LLM Completion Example

function runLLMCompletion() public {
    string[] memory stopSequence = new string[](1);
    stopSequence[0] = "<end>";
    
    LLMCompletionResponse memory llmResult = OG_INFERENCE_CONTRACT.runLLMCompletion(
        LLMCompletionRequest(
            LLMInferenceMode.VANILLA,
            "meta-llama/Meta-Llama-3-8B-Instruct",
            "Hello ser, who are you?\n<start>",
            1000,
            stopSequence,
            0
    ));
    
    // Use the LLM response
    string memory aiResponse = llmResult.answer;
}

LLM Chat Example

function runLLMChat() public {
    string[] memory stopSequence = new string[](1);
    stopSequence[0] = "<end>";
    
    ChatMessage[] memory messages = new ChatMessage[](1);
    messages[0] = ChatMessage("user", "who are you?", "", "", new ToolCall[](0));
    
    ToolDefinition[] memory tools = new ToolDefinition[](0); 
    
    LLMChatResponse memory response = OG_INFERENCE_CONTRACT.runLLMChat(
        LLMChatRequest(
            LLMInferenceMode.VANILLA,
            "mistralai/Mistral-7B-Instruct-v0.3",
            messages,
            tools,
            "auto",
            50,
            stopSequence,
            0
    ));
    
    // Use the chat response
    string memory aiResponse = response.message.content;
}

Historical Data & Price Feeds

SolidML provides interfaces for accessing historical price data for use in financial models.

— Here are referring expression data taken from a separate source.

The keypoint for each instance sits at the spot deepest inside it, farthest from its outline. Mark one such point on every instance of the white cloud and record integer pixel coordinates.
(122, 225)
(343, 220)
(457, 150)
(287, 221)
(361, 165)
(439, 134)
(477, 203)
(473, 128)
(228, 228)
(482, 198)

function getPrediction(string memory _base, string memory _quote, uint32 _total_candles) public {
    // Define candle types to retrieve
    CandleType[] memory candles = new CandleType[](4);
    candles[0] = CandleType.Open;
    candles[1] = CandleType.High;
    candles[2] = CandleType.Close;
    candles[3] = CandleType.Low;
    
    // Set up historical data query
    HistoricalInputQuery memory input = HistoricalInputQuery({
        base: _base,
        quote: _quote,
        total_candles: _total_candles,
        order: CandleOrder.Ascending,
        candle_types: candles
    });
    
    // Execute inference using historical data
    ModelOutput memory output = OG_HISTORICAL_CONTRACT.runHistoricalInference(
        "QmcLzTJ6yWF5wgW2CAkhNyJ5Tj2sb7YxkeXVVxo3WNW315",
        "open_high_low_close",
        input);
    
    // Handle result
    if (output.is_simulation_result == false) {
        TensorLib.Number prediction = output.numbers[0].values[0];
        // Use prediction...
    }
}

Inference Modes

SolidML supports multiple inference modes:

• VANILLA: Standard model inference
• ZK: Zero-Knowledge proof verified inference for higher security guarantees
• TEE: Trusted Execution Environment for secure processing

OpenGradient Network

The OpenGradient Network is an EVM chain compatible with most existing EVM frameworks and tools. In addition to standard EVM capabilities, it supports native AI inference directly from smart contracts.

Getting Started

1. Install the package: npm i opengradient-solidml
2. Import the required interfaces
3. Use the Model Hub to find model CIDs for your use case
4. Implement your smart contract logic using SolidML functions

Learn More

• Model Hub: Browse available models
• Docs: Official docs

Contributing

We welcome contributions! Please see our contribution guidelines for details.

License

SolidML is released under the MIT License.